A study being published in Thursday’s New England Journal of Medicine provides disappointing news on the avian flu front. The good news is that the study of 451 healthy adults shows that a vaccine manufactured by Sanofi Aventis using current standard techniques is safe. The bad news is that the inoculation will most likely be effective in humans only at the highest doses. Furthermore, the results show that the vaccine — as it is currently constituted — would take two and perhaps three injections to achieve good protection. That is a problem, since the U.S.’s already modest stockpile of material to make an avian flu vaccine won’t stretch very far. In order to make the vaccine practical for a wider population, the scientific community, business and government must work together to figure out how to make the vaccine more effective at lower doses.

"We had hoped the result would be better than this," says Dr. John Treanor of the University of Rochester in New York. But Treanor, who led the study, says he was neither surprised nor discouraged by the result. A previous test of a more experimental avian flu vaccine reached a similar conclusion last year.

Specifically, the NEJM study showed that it takes 90 micrograms of active ingredient in each of at least two doses of vaccine to get the best result. By contrast, the current seasonal flu vaccine contains 45 micrograms of active ingredient — from three different strains of flu virus — and you need only one shot to achieve good protection against all three strains of the flu virus. "Having a vaccine that would require 90 micrograms times two in and of itself would not and cannot be the answer to where we want to be," Anthony Fauci, director of the National Institute of Allergy and Infectious Diseases, said in a press teleconference. "It’s a step to where we want to be, but it is a small step."

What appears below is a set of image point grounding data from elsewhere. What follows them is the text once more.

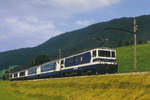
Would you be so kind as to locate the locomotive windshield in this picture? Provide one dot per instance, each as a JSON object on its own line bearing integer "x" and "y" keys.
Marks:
{"x": 103, "y": 53}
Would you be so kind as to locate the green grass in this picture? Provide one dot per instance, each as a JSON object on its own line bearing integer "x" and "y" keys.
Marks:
{"x": 126, "y": 59}
{"x": 124, "y": 87}
{"x": 3, "y": 71}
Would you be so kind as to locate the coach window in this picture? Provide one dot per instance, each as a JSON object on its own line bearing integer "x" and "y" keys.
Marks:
{"x": 113, "y": 54}
{"x": 94, "y": 53}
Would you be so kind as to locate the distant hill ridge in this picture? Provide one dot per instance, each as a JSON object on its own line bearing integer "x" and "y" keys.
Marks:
{"x": 90, "y": 37}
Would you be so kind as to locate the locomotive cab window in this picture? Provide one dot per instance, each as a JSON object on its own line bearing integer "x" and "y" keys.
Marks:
{"x": 16, "y": 75}
{"x": 94, "y": 53}
{"x": 62, "y": 62}
{"x": 103, "y": 53}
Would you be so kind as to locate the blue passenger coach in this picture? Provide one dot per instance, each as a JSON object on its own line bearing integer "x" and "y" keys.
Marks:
{"x": 94, "y": 61}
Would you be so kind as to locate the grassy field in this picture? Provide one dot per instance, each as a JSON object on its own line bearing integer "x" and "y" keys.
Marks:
{"x": 125, "y": 58}
{"x": 123, "y": 87}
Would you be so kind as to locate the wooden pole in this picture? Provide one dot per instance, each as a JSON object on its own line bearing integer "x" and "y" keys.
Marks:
{"x": 134, "y": 45}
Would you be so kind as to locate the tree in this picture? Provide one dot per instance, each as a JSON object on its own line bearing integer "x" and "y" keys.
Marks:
{"x": 40, "y": 59}
{"x": 6, "y": 75}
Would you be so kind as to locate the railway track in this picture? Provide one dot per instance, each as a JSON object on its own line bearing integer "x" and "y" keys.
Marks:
{"x": 117, "y": 74}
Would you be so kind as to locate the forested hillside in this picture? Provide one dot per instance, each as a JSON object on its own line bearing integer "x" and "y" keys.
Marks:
{"x": 92, "y": 36}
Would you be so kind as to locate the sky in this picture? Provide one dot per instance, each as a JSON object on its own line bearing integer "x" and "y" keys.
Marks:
{"x": 28, "y": 23}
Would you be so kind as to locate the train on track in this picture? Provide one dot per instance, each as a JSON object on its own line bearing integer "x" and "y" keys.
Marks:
{"x": 94, "y": 61}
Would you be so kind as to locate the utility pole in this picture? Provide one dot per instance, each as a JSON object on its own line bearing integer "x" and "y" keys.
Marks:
{"x": 59, "y": 53}
{"x": 134, "y": 30}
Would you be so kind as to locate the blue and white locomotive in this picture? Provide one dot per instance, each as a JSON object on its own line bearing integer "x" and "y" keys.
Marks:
{"x": 95, "y": 61}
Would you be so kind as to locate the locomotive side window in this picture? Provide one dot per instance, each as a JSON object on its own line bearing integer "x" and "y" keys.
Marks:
{"x": 16, "y": 75}
{"x": 113, "y": 54}
{"x": 103, "y": 53}
{"x": 94, "y": 53}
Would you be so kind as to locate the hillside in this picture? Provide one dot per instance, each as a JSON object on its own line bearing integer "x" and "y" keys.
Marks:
{"x": 71, "y": 42}
{"x": 125, "y": 58}
{"x": 112, "y": 87}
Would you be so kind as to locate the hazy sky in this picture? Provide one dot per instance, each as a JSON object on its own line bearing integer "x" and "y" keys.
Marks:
{"x": 27, "y": 23}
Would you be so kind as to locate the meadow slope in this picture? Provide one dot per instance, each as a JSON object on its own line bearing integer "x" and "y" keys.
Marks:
{"x": 125, "y": 58}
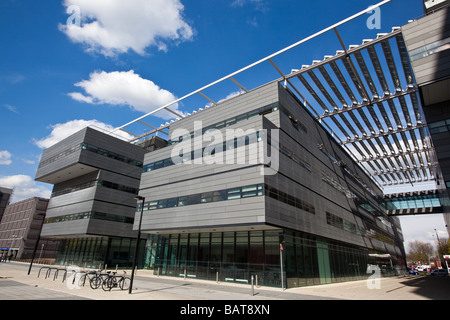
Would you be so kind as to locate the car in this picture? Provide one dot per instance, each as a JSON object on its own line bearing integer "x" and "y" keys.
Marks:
{"x": 439, "y": 272}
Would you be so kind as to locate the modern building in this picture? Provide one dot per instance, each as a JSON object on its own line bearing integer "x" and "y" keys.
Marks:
{"x": 20, "y": 228}
{"x": 229, "y": 220}
{"x": 428, "y": 43}
{"x": 91, "y": 210}
{"x": 285, "y": 181}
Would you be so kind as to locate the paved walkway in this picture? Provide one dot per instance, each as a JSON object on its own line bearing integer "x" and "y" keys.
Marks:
{"x": 15, "y": 284}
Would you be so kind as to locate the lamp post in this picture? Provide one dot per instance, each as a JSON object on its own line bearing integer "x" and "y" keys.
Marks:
{"x": 37, "y": 242}
{"x": 137, "y": 243}
{"x": 438, "y": 248}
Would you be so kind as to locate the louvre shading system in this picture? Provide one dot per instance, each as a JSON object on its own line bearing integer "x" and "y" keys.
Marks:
{"x": 365, "y": 96}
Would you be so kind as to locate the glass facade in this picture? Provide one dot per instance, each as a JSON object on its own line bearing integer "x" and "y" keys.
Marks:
{"x": 236, "y": 256}
{"x": 99, "y": 252}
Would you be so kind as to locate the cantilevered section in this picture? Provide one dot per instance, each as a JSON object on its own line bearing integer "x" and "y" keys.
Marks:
{"x": 365, "y": 96}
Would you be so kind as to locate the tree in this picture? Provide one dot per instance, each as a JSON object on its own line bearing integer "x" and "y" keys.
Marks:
{"x": 420, "y": 251}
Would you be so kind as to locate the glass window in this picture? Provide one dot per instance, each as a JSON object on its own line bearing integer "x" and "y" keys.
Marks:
{"x": 194, "y": 199}
{"x": 206, "y": 197}
{"x": 220, "y": 195}
{"x": 234, "y": 193}
{"x": 173, "y": 202}
{"x": 182, "y": 201}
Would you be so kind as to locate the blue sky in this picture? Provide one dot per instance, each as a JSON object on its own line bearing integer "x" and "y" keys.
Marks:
{"x": 120, "y": 60}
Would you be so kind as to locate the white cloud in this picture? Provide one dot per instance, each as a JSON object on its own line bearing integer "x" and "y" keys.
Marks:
{"x": 5, "y": 158}
{"x": 24, "y": 187}
{"x": 125, "y": 88}
{"x": 112, "y": 27}
{"x": 61, "y": 131}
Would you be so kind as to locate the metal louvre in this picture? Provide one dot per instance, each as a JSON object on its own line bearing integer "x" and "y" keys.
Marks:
{"x": 391, "y": 145}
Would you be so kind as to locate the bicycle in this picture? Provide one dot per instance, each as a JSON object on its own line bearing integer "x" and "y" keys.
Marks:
{"x": 114, "y": 281}
{"x": 97, "y": 280}
{"x": 87, "y": 276}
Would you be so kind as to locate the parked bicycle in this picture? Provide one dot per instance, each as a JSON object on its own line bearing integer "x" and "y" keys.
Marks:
{"x": 116, "y": 281}
{"x": 87, "y": 276}
{"x": 98, "y": 280}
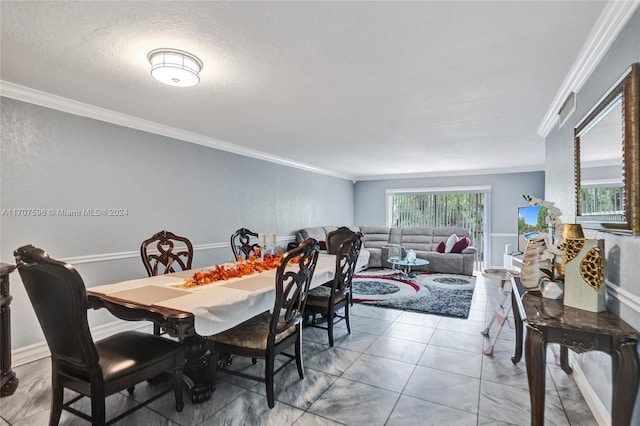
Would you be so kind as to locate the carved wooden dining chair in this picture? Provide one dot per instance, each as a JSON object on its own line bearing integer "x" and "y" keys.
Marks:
{"x": 94, "y": 369}
{"x": 162, "y": 254}
{"x": 241, "y": 244}
{"x": 271, "y": 333}
{"x": 327, "y": 300}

Then there is the matter of having the right strains of virus in the vaccine should a human pandemic ever occur. The virus used to make the Sanofi Aventis vaccine came from a Vietnamese patient who was infected with H5N1 in 2004. The viruses from that sample are part of a group that scientists call clade 1. But the viruses that have recently spread so rapidly among birds from Asia to Europe and Africa are part of a new group called clade 2. Preliminary evidence suggests that there’s not a lot of cross-reactivity between the two clades. That means that a person who has become immune — through sickness or inoculation — to an H5N1 virus from clade 1 would still be vulnerable to a clade 2 viral infection.

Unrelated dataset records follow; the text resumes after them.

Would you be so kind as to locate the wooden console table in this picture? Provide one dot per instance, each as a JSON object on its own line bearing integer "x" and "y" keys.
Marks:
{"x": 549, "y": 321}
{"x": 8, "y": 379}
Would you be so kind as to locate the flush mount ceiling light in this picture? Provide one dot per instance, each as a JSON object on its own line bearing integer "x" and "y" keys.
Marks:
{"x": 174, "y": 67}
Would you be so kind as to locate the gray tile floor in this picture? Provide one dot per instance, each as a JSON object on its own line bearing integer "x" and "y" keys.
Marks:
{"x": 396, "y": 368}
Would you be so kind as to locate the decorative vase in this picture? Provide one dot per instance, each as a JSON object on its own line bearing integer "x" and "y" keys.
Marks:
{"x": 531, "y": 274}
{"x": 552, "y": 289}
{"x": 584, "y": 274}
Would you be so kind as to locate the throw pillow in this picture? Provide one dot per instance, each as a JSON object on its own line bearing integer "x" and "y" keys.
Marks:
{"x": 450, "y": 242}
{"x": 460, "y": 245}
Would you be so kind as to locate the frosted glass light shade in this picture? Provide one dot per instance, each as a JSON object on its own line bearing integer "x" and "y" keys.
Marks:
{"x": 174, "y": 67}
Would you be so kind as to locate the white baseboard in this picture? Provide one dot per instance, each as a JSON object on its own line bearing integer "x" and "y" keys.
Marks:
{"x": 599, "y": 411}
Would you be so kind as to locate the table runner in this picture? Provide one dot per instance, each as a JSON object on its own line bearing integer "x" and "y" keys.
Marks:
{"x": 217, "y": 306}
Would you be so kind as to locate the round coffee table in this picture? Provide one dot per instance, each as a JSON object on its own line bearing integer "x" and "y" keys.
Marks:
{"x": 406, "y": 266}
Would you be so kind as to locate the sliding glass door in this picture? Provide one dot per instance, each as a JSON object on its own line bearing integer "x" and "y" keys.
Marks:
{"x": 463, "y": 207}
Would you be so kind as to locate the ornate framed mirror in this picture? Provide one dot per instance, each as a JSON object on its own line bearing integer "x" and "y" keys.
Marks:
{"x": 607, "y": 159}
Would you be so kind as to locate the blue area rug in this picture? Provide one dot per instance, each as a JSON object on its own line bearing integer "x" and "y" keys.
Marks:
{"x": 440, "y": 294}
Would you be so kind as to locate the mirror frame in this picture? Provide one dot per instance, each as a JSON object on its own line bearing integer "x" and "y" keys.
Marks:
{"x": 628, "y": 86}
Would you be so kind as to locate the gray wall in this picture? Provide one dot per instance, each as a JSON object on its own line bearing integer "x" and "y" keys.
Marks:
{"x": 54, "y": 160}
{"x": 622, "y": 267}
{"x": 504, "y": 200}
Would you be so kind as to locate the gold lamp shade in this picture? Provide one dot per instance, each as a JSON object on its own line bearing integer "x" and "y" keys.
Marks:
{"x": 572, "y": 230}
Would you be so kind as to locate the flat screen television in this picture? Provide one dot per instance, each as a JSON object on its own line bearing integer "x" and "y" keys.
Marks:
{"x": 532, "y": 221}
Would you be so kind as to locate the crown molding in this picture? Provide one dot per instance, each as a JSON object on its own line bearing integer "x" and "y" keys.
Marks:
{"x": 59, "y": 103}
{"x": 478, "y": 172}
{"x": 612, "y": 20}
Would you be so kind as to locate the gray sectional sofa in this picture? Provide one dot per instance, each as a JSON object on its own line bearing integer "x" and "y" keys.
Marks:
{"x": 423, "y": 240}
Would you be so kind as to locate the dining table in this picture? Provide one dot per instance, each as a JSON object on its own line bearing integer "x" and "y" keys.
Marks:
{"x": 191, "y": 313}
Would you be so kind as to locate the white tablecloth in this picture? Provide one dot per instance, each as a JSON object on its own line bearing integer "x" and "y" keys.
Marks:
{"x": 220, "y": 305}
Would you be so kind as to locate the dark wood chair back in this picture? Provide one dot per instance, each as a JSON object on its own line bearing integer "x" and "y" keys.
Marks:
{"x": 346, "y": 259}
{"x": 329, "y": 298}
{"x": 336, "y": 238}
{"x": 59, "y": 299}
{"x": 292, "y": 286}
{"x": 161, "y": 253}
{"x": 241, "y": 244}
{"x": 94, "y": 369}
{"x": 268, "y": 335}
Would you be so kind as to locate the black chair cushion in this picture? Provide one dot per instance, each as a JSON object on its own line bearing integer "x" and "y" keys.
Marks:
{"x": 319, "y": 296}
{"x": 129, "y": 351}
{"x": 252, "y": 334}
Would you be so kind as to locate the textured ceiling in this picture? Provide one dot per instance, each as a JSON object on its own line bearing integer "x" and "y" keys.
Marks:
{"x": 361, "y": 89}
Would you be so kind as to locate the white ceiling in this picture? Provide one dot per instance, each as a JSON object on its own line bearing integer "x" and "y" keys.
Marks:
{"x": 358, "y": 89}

At least, however, researchers have established a baseline of what is currently possible and what still needs to be done to create an avian flu vaccine for people. Already there are other studies under way to see if the dosage can be reduced by adding so-called adjuvants — like aluminum hydroxide or another compound called MS59 — to boost the vaccine’s effectiveness. Aluminum hydroxide has been used as an adjuvant previously in the U.S., whereas another compound called MS59 has been used in Europe.